L’emissario di Claudio
Nel suo sottosuolo è conservato un reperto mirabile dell’ingegneria romana. L’imperatore Claudio volle prosciugare il lago Fucino per aumentare la produzione agricola: si sarebbero così recuperate terre fertilissime. Si progettò quindi la costruzione di un canale, a tratti sotterraneo, per far defluire le acque lacustri nel Liri. Per decenni funzionò a pieno regime fino al I secolo d.C., quando si ostruì per la pessima manutenzione.
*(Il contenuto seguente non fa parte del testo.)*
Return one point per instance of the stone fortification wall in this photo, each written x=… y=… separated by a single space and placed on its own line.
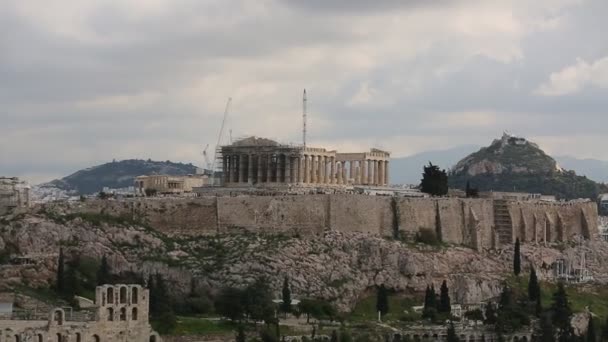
x=468 y=222
x=553 y=222
x=291 y=214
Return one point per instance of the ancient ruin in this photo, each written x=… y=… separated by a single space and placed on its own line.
x=14 y=194
x=120 y=314
x=263 y=162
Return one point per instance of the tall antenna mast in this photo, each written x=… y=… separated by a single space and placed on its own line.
x=304 y=118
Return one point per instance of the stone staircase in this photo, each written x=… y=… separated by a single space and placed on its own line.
x=502 y=222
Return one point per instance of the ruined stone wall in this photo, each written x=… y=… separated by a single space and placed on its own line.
x=468 y=222
x=553 y=222
x=291 y=214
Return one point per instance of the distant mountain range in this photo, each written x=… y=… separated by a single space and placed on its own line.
x=408 y=170
x=117 y=174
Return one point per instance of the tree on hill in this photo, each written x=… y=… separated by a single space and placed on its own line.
x=444 y=299
x=229 y=304
x=451 y=334
x=240 y=335
x=434 y=181
x=286 y=296
x=104 y=275
x=382 y=300
x=430 y=303
x=561 y=313
x=533 y=286
x=517 y=258
x=591 y=335
x=161 y=308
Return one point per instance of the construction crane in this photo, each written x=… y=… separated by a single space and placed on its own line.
x=207 y=162
x=218 y=150
x=304 y=113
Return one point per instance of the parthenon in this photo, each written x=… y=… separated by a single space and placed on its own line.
x=257 y=161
Si tentò più volte nel medioevo e nell’età moderna di rimetterlo in sesto senza riuscirci: Federico II di Svevia, prima, e i Colonna, successivamente, non portarono mai a termine i lavori di ripristino.
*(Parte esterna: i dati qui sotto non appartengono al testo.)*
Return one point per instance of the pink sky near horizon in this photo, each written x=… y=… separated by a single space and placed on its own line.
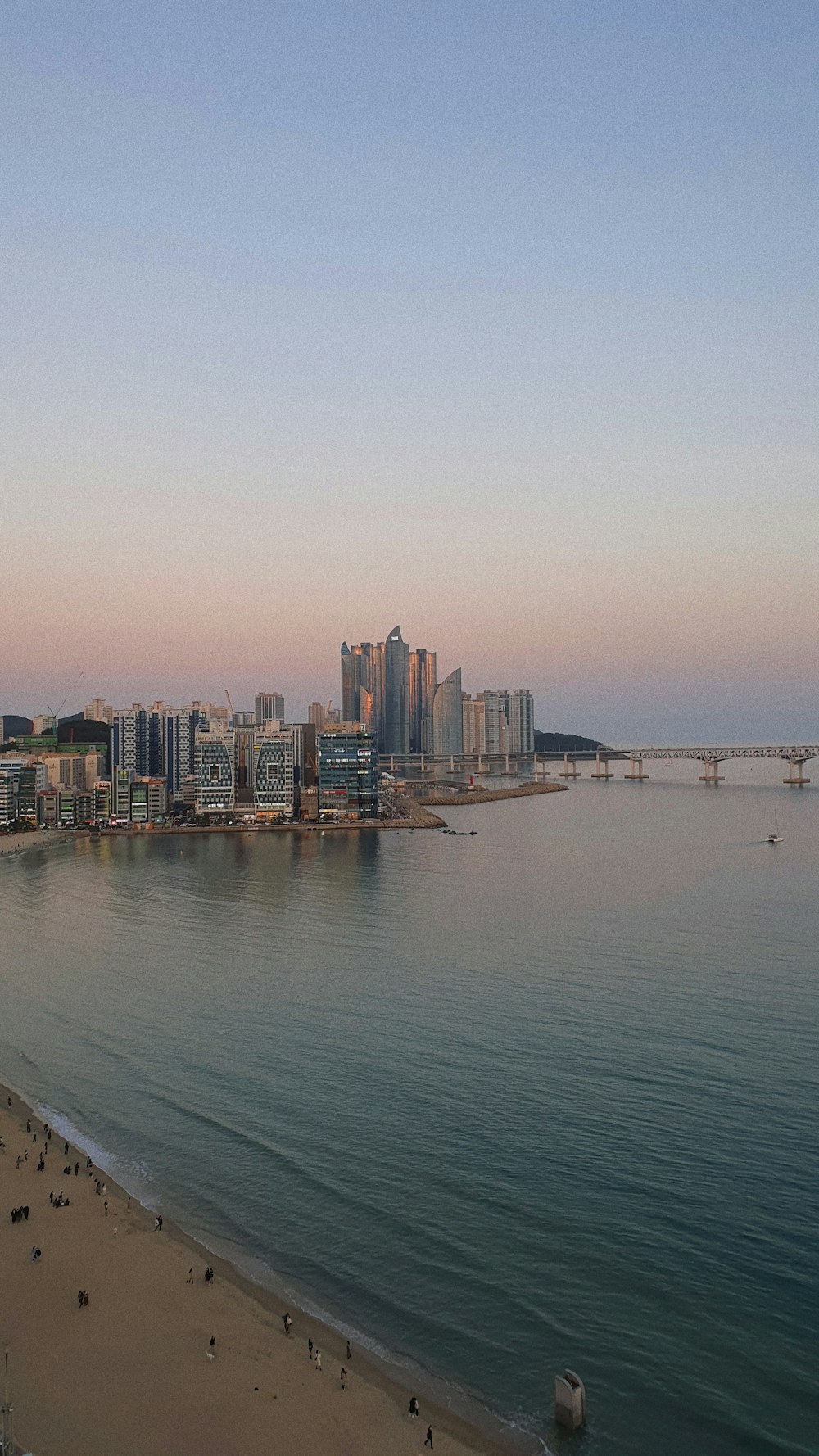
x=522 y=360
Avidianum, una terra fertile
Il treno regionale arriva ad Avezzano, il capolinea della Ferrovia del Liri, che si sviluppava anticamente sulle rive dell’antico lago Fucino. Il suo nome è una volgarizzazione dell’aggettivo prediale, Avidianum, ovvero un attributo che indica il possessore di un terreno: ad Avezzano infatti visse la gens Avidia. I Marsi per primi si insediarono sulle rive del Fucino e i Romani, quando vi giunsero, fondarono l’antica Ager Fucens. Constatarono la straordinaria fertilità del suolo e l’imperatore Claudio fece realizzare un canale artificiale per prosciugare il lago, recuperando così ettari di terra vergine. Le invasioni barbariche e la caduta dell’Impero Romano causarono una repentina rovina del territorio. Il lago aumentò di livello, in seguito all’ostruzione dell’emissario di Claudio, e invase i campi arati. Le incursioni dei goti e degli alamanni causarono l’abbandono di Ager Fucens e la popolazione si rifugiò in villaggi sparsi per le montagne circostanti. Quando nel 1268 Carlo d’Angiò sconfisse le truppe di Corrado di Svevia nella battaglia di Tagliacozzo, il sovrano napoletano si accinse a riordinare quella regione desolata. Venne così fondata l’odierna Avezzano.
Un lago di nebbia
Dal treno è possibile ammirare il vasto altopiano di Avezzano. Saltuariamente la nebbia ricopre la piana, come le acque del lago che fu prosciugato dal principe Alessandro Torlonia tra il 1855 e il 1876. Dopo 18 secoli il bacino lacustre, il terzo più grande d’Italia, sparì, consentendo alla popolazione locale di sfruttare circa 14.000 ettari di terre. Avezzano potè svilupparsi ulteriormente, dotandosi di infastrutture moderne, come lo scalo ferroviario, e di una grande zona industriale.
Trema la terra
La prosperità economica di Avezzano si arrestò alle ore 07:52 del 13 gennaio 1915. Un devastante terremoto colpì la città e i dintorni. Le vittime furono ingenti, diecimila sono ad Avezzano, secondo i calcoli dell’epoca, e la città venne totalmente distrutta per poi rinascere con un sembianze del tutto differenti.